Douglas Anthony "D.J."  Peterson (born December 31, 1991) is an American professional baseball third baseman who is currently a free agent. He was drafted by the Seattle Mariners 12th overall in the first round of the 2013 Major League Baseball draft out of the University of New Mexico, becoming the highest drafted player in program history.

Career

Amateur
Peterson attended Gilbert High School in Gilbert, Arizona. He earned Louisville Slugger High School All-American honors. Peterson enrolled at the University of New Mexico to play college baseball for the New Mexico Lobos. As a freshman in 2011, Peterson led the Lobos in nearly every offensive category, earning Freshman All-American honors.
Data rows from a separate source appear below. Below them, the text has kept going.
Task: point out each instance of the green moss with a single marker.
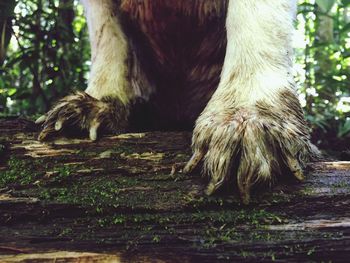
(20, 172)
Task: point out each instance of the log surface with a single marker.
(124, 199)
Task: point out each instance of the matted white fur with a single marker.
(259, 53)
(109, 52)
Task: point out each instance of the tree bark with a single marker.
(124, 198)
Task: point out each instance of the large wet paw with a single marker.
(254, 144)
(81, 112)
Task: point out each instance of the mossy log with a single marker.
(124, 198)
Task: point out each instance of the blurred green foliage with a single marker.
(48, 57)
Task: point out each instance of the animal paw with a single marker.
(81, 112)
(254, 144)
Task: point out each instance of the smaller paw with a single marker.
(254, 145)
(81, 112)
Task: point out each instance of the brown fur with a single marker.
(182, 47)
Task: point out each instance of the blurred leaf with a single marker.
(325, 5)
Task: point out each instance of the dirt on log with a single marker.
(124, 199)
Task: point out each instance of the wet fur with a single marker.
(166, 64)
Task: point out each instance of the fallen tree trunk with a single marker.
(124, 198)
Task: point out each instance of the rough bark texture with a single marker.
(123, 198)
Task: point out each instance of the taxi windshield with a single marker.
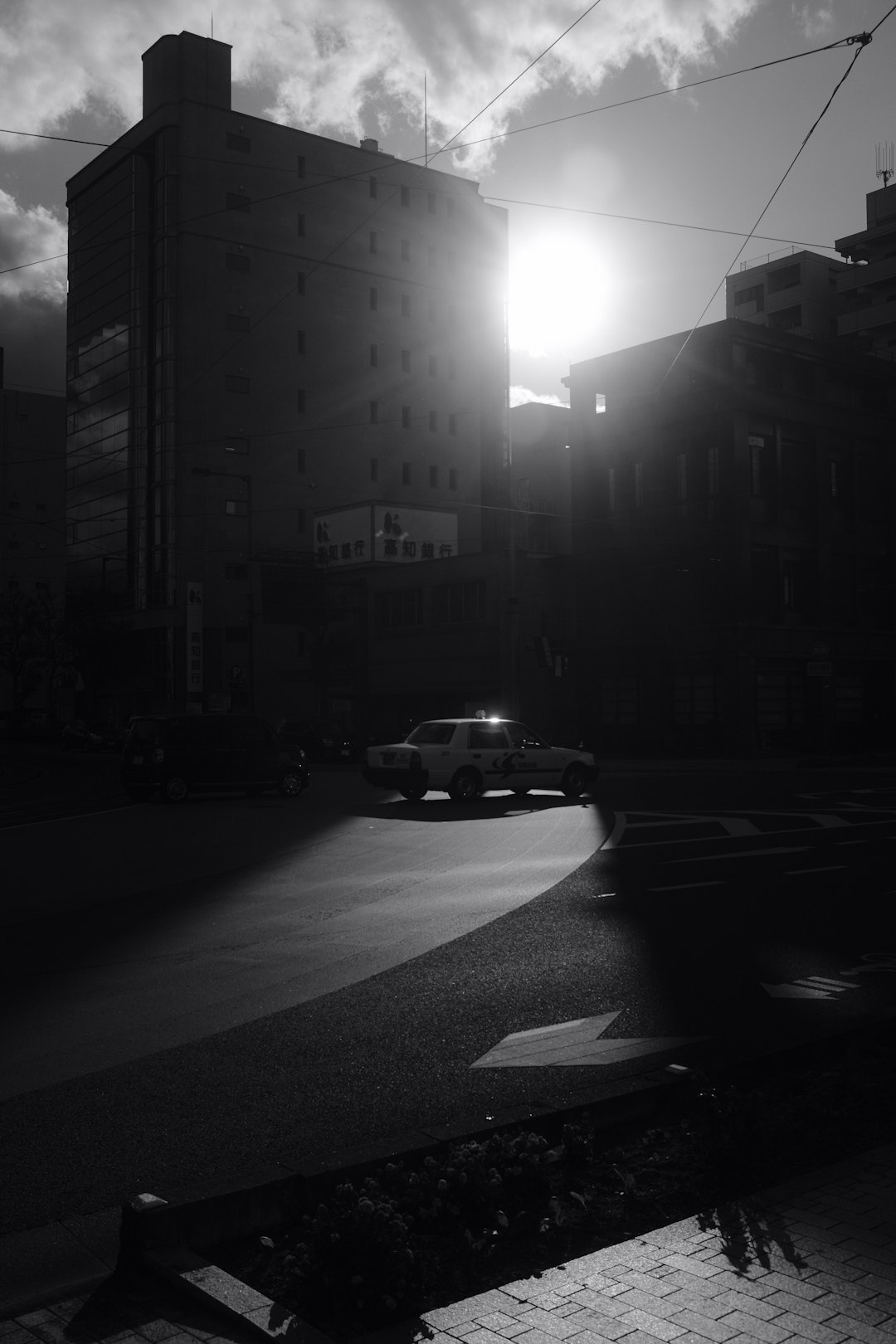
(431, 734)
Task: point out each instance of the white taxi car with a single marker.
(468, 757)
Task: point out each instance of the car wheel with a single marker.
(175, 788)
(465, 786)
(290, 785)
(574, 782)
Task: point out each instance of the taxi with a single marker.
(468, 757)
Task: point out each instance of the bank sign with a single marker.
(386, 533)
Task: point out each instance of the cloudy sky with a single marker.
(598, 197)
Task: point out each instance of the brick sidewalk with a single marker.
(811, 1261)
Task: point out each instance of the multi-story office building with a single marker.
(868, 286)
(286, 363)
(733, 514)
(789, 292)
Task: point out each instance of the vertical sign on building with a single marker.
(193, 645)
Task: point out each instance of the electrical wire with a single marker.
(863, 39)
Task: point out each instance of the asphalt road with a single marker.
(720, 913)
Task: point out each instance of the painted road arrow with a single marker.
(574, 1043)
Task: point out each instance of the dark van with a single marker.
(182, 753)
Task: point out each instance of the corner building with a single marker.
(733, 539)
(273, 338)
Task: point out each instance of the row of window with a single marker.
(451, 604)
(794, 475)
(243, 145)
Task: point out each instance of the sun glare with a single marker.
(559, 296)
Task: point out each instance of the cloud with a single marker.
(353, 67)
(26, 236)
(522, 396)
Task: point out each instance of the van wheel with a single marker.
(465, 786)
(574, 782)
(175, 788)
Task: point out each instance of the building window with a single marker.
(455, 604)
(397, 611)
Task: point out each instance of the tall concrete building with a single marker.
(868, 286)
(286, 370)
(789, 292)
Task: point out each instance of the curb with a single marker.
(158, 1233)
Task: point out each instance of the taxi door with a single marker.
(535, 761)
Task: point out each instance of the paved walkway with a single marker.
(811, 1261)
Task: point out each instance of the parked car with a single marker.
(178, 754)
(468, 757)
(84, 737)
(320, 739)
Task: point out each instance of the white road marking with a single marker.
(742, 854)
(681, 886)
(828, 867)
(574, 1043)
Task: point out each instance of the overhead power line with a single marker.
(863, 41)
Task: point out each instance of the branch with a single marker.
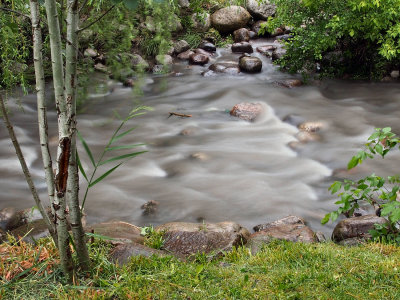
(95, 21)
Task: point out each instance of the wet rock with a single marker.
(250, 64)
(242, 47)
(201, 22)
(230, 18)
(207, 46)
(198, 59)
(231, 68)
(150, 207)
(120, 232)
(123, 253)
(241, 35)
(356, 227)
(185, 55)
(181, 46)
(191, 238)
(289, 220)
(90, 52)
(247, 111)
(261, 10)
(164, 59)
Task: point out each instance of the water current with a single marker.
(214, 167)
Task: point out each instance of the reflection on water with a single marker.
(213, 166)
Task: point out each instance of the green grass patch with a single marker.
(283, 270)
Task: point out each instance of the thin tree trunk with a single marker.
(25, 169)
(40, 94)
(64, 146)
(70, 90)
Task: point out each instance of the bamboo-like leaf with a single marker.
(78, 160)
(87, 149)
(120, 136)
(124, 147)
(129, 155)
(104, 175)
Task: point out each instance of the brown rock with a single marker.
(356, 227)
(247, 111)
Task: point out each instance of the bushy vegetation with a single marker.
(357, 37)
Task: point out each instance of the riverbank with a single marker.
(282, 270)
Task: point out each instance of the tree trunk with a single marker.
(64, 144)
(70, 90)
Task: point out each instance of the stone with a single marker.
(241, 35)
(231, 68)
(261, 10)
(201, 22)
(207, 46)
(120, 232)
(187, 239)
(123, 253)
(247, 111)
(198, 59)
(185, 55)
(289, 220)
(164, 59)
(230, 18)
(181, 46)
(89, 52)
(250, 64)
(356, 227)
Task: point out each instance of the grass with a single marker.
(283, 270)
He led the Lobos to the 2011 Mountain West Conference baseball tournament Tournament championship, earning tournament most valuable player honors.

In 2012, Peterson improved upon his freshman season, leading the Mountain West Conference in batting average, home runs, and runs batted in leading the Lobos to both the regular season and 2012 Mountain West Conference baseball tournament championships. Peterson earned First Team All-American and Mountain West Conference Co-Player of the Year honors. In 2012, he played collegiate summer baseball with the Hyannis Harbor Hawks of the Cape Cod Baseball League.

Seattle Mariners
The Seattle Mariners selected Peterson in the first round, with the 12th overall selection, of the 2013 MLB draft. He signed with the Mariners for a $2,759,100 signing bonus and spent 2013 with both the Everett AquaSox and Clinton LumberKings, posting a combined .303 batting average with 13 home runs and 47 RBIs in 55 total games between the two teams. In 2014, he played for the High Desert Mavericks and Jackson Generals where he slashed .297/.360/.552 with 31 home runs, 111 RBIs, and a .912 OPS in 123 total games, and in 2015, he played with Jackson where he batted .223 with seven home runs and 44 RBIs in 93 games. He also played in four games for the Tacoma Rainers at the end of the season. Peterson spent 2016 with both Jackson and Tacoma where he collected a .264 batting average with 19 home runs and 78 RBIs in 119 games between the two clubs. The Mariners added him to their 40-man roster after the 2016 season.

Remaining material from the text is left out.